The main idea is to represent matrices over GF(2^e) internally as M4RI matrices over GF(2) in a row major flat representation. This allows to re-use many of the M4RI functions such as addition of rows and matrices, stacking, augmenting etc.
For the elimination and multiplication base cases we use a simple trick inspired by M4RI: Assume we found a pivot, now we need to rescale it and then add the right multiple of it to every row with a nonzero entry in the same column. If we have an n x n matrix we expect to perform n^2 multiplications and n^2 additions per pivot. However, if the field is small then we can precompute all possible multiplies of our pivot row and store them in a table. Then, we use this table as a lookup to perform the elimination of other rows. This costs 2^k * n multiplications and n^2 additions per pivot. Note that M4RI has efficient functions to perform the look-up + elimination part.
We haven’t implemented any asymptotically fast methods yet but I hope to finish with Strassen multiplication this week. Asymptotically fast elimination requires slightly more infrastructure (TRSM, taking care of offsets which are not zero % 64 etc.) If anybody is interested in helping out that would be greatly appreciated. Also, I guess one should also try M4RI (the algorithm) for GF(2^2).
Some first results
In these plots red means that Magma is faster by a factor of e^abs(red) and blue means that our code is faster by a factor of e^abs(blue). More details can be found on the SD24 wiki page.

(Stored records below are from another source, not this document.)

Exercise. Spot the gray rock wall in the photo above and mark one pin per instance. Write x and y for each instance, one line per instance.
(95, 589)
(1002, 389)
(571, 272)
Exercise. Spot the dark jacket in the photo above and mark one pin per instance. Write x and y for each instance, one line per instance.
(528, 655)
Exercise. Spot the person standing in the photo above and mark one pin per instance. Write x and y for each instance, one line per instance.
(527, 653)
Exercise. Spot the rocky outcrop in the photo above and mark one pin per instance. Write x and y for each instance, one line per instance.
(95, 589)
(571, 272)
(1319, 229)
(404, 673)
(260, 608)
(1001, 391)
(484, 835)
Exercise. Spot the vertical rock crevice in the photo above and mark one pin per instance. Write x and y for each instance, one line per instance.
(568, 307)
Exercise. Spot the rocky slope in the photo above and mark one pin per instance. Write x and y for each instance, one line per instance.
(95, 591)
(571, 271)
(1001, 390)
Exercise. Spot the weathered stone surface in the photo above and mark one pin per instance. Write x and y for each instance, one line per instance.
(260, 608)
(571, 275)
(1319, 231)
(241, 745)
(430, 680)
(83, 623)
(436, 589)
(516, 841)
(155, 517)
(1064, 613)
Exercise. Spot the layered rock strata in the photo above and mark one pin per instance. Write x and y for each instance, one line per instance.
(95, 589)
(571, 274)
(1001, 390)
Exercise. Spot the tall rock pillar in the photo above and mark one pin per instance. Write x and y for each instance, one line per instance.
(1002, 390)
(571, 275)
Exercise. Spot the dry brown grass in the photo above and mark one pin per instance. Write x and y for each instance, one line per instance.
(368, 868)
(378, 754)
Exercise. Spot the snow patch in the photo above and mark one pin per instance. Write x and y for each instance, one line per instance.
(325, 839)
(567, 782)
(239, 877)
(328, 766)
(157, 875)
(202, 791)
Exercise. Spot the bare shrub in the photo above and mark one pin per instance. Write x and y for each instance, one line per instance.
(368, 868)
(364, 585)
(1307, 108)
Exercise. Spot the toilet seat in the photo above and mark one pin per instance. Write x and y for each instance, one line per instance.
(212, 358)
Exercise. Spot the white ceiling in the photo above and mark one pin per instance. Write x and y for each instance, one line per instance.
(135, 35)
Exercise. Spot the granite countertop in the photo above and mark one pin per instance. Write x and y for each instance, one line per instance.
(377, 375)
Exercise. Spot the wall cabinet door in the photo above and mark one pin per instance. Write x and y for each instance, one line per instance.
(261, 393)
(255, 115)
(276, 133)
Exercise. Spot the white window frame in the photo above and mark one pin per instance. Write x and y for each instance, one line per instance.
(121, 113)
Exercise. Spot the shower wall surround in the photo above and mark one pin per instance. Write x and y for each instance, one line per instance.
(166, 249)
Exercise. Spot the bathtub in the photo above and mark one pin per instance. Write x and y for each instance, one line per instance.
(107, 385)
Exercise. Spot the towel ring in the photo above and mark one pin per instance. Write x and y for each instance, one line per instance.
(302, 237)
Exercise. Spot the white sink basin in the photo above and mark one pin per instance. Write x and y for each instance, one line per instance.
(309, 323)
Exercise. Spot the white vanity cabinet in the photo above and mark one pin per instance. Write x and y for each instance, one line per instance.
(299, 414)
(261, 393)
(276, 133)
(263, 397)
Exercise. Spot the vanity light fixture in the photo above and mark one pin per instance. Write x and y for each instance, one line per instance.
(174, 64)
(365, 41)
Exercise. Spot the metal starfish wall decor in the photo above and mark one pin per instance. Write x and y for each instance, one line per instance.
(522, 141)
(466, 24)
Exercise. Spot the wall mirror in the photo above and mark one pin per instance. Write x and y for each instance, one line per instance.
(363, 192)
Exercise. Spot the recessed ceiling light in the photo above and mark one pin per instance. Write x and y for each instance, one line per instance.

To get a sense for absolute numbers, here are some preliminary benchmarks for row echelon forms of dense random n x n matrices over GF(2^4)
|| n || Sage 4.5 || NTL/2 || Magma || M4RIE (old)|| M4RIE (new) || || 1000 || 49.49 || 18.84 || 0.090 || 0.097 || 0.046 || || 2000 || 429.05 || 149.11|| 0.510 || 0.529 || 0.28 || || 3000 || 1494.33 ||526.57 || 1.640 || 2.315 || 1.00 ||
Bottom line it is much much faster (> 1,000x) than what we have in Sage right now (which is the generic implementation). Also note that switching to NTL would not improve things much.
I should point out that the strategy for multiplication in Tom and Robert’s paper Bitslicing and the Method of Four Russians Over Larger Finite Fields is likely to be better. Judging from the timings in that paper we are about a factor of two behind them. I plan to implement/port their very cool trick for finite extension fields at some point in the future. The trick is limited to multiplication as far as I understand it thus it might make still sense to consider my representation for the elimination base case etc.